Alineaphile

My adventures recreating Alinea Restaurant’s food at home

PUSHED FOIE GRAS, Sauternes, Pear, Chervil

Alinea Recipe, pages 332-335.

There’s nothing like the combination of pear with foie gras — it’s great with a little panna cotta and a glass of dessert wine after dinner. This recipe from Alinea Restaurant in Chicago combines them all into a perfect, compact bite. Yum! This is a two-day project if you allow time for curing your foie gras.

Day One

Foie Gras
If you object to foie gras on any grounds, you’re probably just not gonna like this recipe. On the other hand, if you enjoy the fantastically rich fatty flavor of goose liver, you’ll love this combination with sweet wine and tart pears. Never mind about the naysayers.

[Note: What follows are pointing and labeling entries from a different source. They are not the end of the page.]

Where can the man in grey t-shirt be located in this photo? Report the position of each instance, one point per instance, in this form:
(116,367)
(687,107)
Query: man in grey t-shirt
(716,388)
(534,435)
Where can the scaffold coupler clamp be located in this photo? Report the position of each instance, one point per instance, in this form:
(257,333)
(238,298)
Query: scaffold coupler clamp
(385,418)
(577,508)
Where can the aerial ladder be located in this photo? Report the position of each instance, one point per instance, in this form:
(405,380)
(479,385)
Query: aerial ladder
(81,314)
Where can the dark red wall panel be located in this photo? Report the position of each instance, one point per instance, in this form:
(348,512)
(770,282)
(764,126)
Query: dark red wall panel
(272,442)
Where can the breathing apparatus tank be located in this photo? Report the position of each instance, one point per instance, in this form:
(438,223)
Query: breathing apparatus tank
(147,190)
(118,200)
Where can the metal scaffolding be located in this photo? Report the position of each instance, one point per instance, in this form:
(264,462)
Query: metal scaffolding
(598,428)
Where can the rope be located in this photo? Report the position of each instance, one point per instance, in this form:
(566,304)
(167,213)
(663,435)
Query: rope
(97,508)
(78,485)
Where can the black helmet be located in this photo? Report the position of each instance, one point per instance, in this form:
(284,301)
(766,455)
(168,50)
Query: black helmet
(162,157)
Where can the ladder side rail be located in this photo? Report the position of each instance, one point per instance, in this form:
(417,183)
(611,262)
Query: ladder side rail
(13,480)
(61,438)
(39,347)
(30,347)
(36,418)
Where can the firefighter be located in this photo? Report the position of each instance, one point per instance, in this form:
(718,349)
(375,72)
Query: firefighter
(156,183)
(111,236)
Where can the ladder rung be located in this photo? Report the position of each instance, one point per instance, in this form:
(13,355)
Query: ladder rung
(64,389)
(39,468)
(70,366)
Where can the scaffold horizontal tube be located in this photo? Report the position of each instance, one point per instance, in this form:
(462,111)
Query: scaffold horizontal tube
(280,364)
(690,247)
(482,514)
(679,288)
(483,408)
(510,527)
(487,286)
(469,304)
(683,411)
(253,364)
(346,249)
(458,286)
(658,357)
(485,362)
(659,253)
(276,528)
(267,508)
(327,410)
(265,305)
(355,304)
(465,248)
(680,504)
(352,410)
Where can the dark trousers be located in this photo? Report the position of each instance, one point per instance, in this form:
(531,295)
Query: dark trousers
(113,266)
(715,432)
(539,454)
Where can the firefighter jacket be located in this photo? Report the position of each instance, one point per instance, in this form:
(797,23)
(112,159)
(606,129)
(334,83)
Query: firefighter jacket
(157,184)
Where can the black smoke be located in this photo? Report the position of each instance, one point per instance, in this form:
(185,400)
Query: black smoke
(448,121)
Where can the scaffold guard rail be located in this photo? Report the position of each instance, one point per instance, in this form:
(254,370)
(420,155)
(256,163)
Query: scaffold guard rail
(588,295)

Previously, I’d purchased a lobe of humanely-raised Hudson Valley foie gras from Iowa Meat Farms (6041 Mission Gorge Road, San Diego, California 92120, 619-281-5766) for the GOOSE, Blood Orange, Sage, Roasting Goose Aromas recipe. I did not use all of it, so wanted to do this recipe in tandem.

Waste not want not.

It wasn’t quite as pretty as when I bought it, not as brightly pink colored. So I rinsed and cleaned it off, separating out some veins and other assorted “greeblies,” then cubed it.

In a small bowl, I tossed the foie with some combined salt, pink salt and sugar. Note: “pink salt” here refers to a type of salt containing nitrates used for curing meats — not rose-colored salt. I’m using Morton Salt’s retail version called “Tender Quick,” which contains salt, sugar, propylene glycol, sodium nitrate and sodium nitrite. Says Morton, “the salt acts as a preserving agent, along with sodium nitrate and sodium nitrite, which also contribute to color and flavor development.” Which is very true, as it was much brighter and pinker after it had cured.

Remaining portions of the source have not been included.